連載プロローグ風 その3
パシャッ
「ご当選おめでとうございます!」
強烈な光を浴びて目の前が白くなった。
ゆっくりと瞼を上げれば黒い物体がふたつ。
ふわふわした思考のまま、落ち着いた口調で話される言葉に、ただただ曖昧な相槌を打っていた。
「ドンキホーテ・ドフラミンゴ様ですね」
「……誰だ」
タキシード姿の男と、手に小ぶりのカメラを握っている男。
見覚えのない輩に片眉がピクリと動く。
左右の視界を確認するが、この空間が先ほどまで寛いでいた自室ではない事は明白だった。
「おめでとうございます。貴方様は一週間の異世界旅行にご当選なさいました。私どもはその手続きに参りました」
「あん?」
異世界と言う単語に引っ掛かりを覚えるが、まず、この男がツアー旅行などに応募することはあり得ない。
「くまの差し金か?」
心当たりと言えば、たまの招集で顔を見る男の能力。しかし、あれはあいつが触れなければ飛ばせないはずだ、と可能性を消す。
では一体――
「私どものことはお気になさらず。すべてを理解する時間も必要もございません。貴方様はこれから一週間、今の世界とは別の世界へ旅行に行かれるのです。今の世界とは文明も世相もたいへん異なる世界ですので、少々退屈な今の生活に刺激を与えられることでしょう」
「その話、あんまり美味そうな匂いがしねェなァ」
「貴方様はただ純粋に、この旅行を楽しんでいただければ結構です」
サングラス越しに睨みつければ、ふふふ、と品の良い笑いが返ってくる。
「そうですね、これからのことは、一つの長い夢と思って頂いて結構です」
「…………一週間経ったら戻ってこれるんだな?」
主導権は絶対的に目の前の男たちにある。
幾多のビジネスをこなしてきた経験から、これは交渉や取り引きといった温いものではないことを感じ取る。

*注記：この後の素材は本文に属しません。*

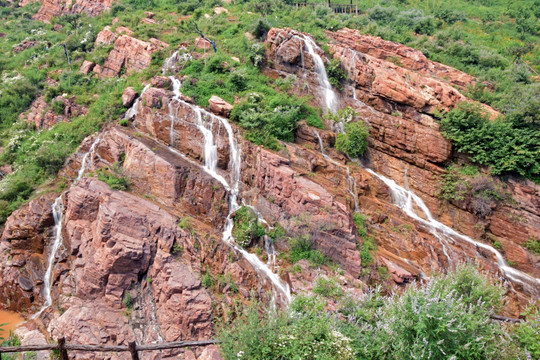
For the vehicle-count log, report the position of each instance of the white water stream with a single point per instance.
(205, 123)
(134, 109)
(404, 200)
(351, 181)
(329, 95)
(57, 210)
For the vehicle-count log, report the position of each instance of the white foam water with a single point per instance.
(404, 199)
(351, 181)
(134, 109)
(205, 124)
(57, 211)
(329, 95)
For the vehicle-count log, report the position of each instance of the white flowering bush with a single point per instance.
(303, 332)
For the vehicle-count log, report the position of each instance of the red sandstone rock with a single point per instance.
(219, 106)
(43, 117)
(54, 8)
(24, 45)
(202, 43)
(155, 98)
(210, 353)
(105, 36)
(161, 82)
(130, 54)
(87, 67)
(129, 96)
(402, 55)
(220, 10)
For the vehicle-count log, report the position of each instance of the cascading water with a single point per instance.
(404, 200)
(351, 182)
(134, 109)
(205, 123)
(57, 211)
(329, 95)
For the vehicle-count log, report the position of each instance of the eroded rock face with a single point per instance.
(43, 117)
(405, 56)
(54, 8)
(130, 55)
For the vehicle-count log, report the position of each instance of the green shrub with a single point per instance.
(114, 177)
(526, 333)
(301, 247)
(533, 246)
(360, 223)
(58, 107)
(354, 141)
(474, 191)
(328, 288)
(336, 74)
(441, 320)
(502, 145)
(246, 227)
(303, 332)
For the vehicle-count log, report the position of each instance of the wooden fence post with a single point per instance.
(133, 350)
(62, 348)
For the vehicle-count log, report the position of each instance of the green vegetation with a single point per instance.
(533, 246)
(360, 222)
(336, 74)
(506, 145)
(493, 39)
(114, 177)
(267, 118)
(246, 227)
(354, 141)
(472, 190)
(302, 248)
(301, 332)
(448, 318)
(13, 340)
(328, 288)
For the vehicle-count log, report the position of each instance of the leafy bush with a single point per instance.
(526, 333)
(336, 74)
(474, 191)
(267, 118)
(501, 144)
(533, 246)
(360, 223)
(246, 227)
(447, 318)
(327, 287)
(354, 141)
(301, 247)
(302, 332)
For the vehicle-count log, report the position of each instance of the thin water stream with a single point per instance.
(205, 124)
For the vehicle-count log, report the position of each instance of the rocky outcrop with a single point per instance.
(219, 106)
(401, 55)
(128, 97)
(42, 116)
(54, 8)
(87, 67)
(130, 55)
(24, 45)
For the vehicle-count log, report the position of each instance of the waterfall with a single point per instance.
(133, 110)
(351, 182)
(176, 56)
(58, 210)
(205, 123)
(404, 200)
(329, 95)
(88, 156)
(170, 62)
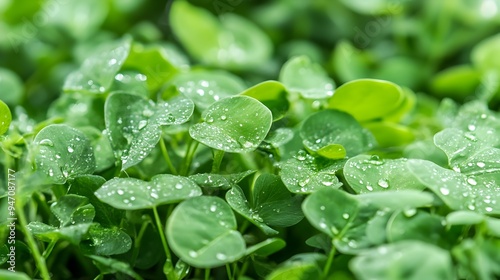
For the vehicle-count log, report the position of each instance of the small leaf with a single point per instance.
(328, 127)
(301, 75)
(236, 124)
(132, 194)
(411, 260)
(5, 117)
(210, 238)
(98, 71)
(266, 247)
(133, 124)
(458, 191)
(369, 173)
(273, 95)
(367, 99)
(63, 153)
(304, 174)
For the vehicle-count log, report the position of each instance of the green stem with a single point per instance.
(159, 225)
(218, 155)
(229, 274)
(329, 262)
(192, 145)
(39, 260)
(167, 157)
(207, 274)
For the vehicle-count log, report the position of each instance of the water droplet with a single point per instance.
(213, 208)
(193, 254)
(142, 124)
(471, 181)
(444, 191)
(221, 256)
(47, 142)
(383, 183)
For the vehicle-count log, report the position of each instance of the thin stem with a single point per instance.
(39, 260)
(207, 274)
(167, 157)
(218, 155)
(329, 262)
(159, 225)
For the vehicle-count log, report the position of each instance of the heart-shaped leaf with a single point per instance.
(305, 174)
(331, 127)
(210, 238)
(63, 153)
(98, 71)
(133, 124)
(309, 79)
(369, 173)
(236, 124)
(132, 194)
(273, 95)
(367, 99)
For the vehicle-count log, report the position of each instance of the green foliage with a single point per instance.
(233, 140)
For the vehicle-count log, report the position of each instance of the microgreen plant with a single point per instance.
(250, 141)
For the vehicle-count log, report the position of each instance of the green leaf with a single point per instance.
(63, 153)
(410, 260)
(309, 79)
(458, 191)
(366, 173)
(133, 124)
(233, 43)
(304, 174)
(367, 99)
(272, 201)
(469, 152)
(106, 241)
(72, 233)
(237, 200)
(398, 200)
(133, 194)
(298, 267)
(266, 247)
(210, 238)
(86, 185)
(73, 209)
(98, 71)
(341, 216)
(11, 87)
(7, 274)
(207, 87)
(152, 62)
(5, 117)
(328, 127)
(273, 95)
(113, 266)
(236, 124)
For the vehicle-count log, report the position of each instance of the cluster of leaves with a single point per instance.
(294, 178)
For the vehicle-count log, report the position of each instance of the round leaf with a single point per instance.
(63, 153)
(367, 99)
(210, 238)
(132, 194)
(328, 127)
(237, 124)
(301, 75)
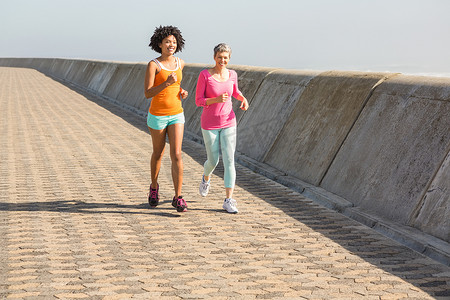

本来他人の言いなりになるのは気に食わないが、今の男には切り返す術がない。
ならばお望み通り思う存分楽しんでやろうじゃないか、と思考を止めた。
「ご安心を。では、これからあちらの世界でのパートナーのご紹介を――」
一枚の写真が手渡され、名前と少しばかりの特徴が伝えられた。
何をしろという指示も無く「お楽しみください」という言葉を残して男たちは消えた。
サイト開設前から作り始めてたのに未だに形にならない子。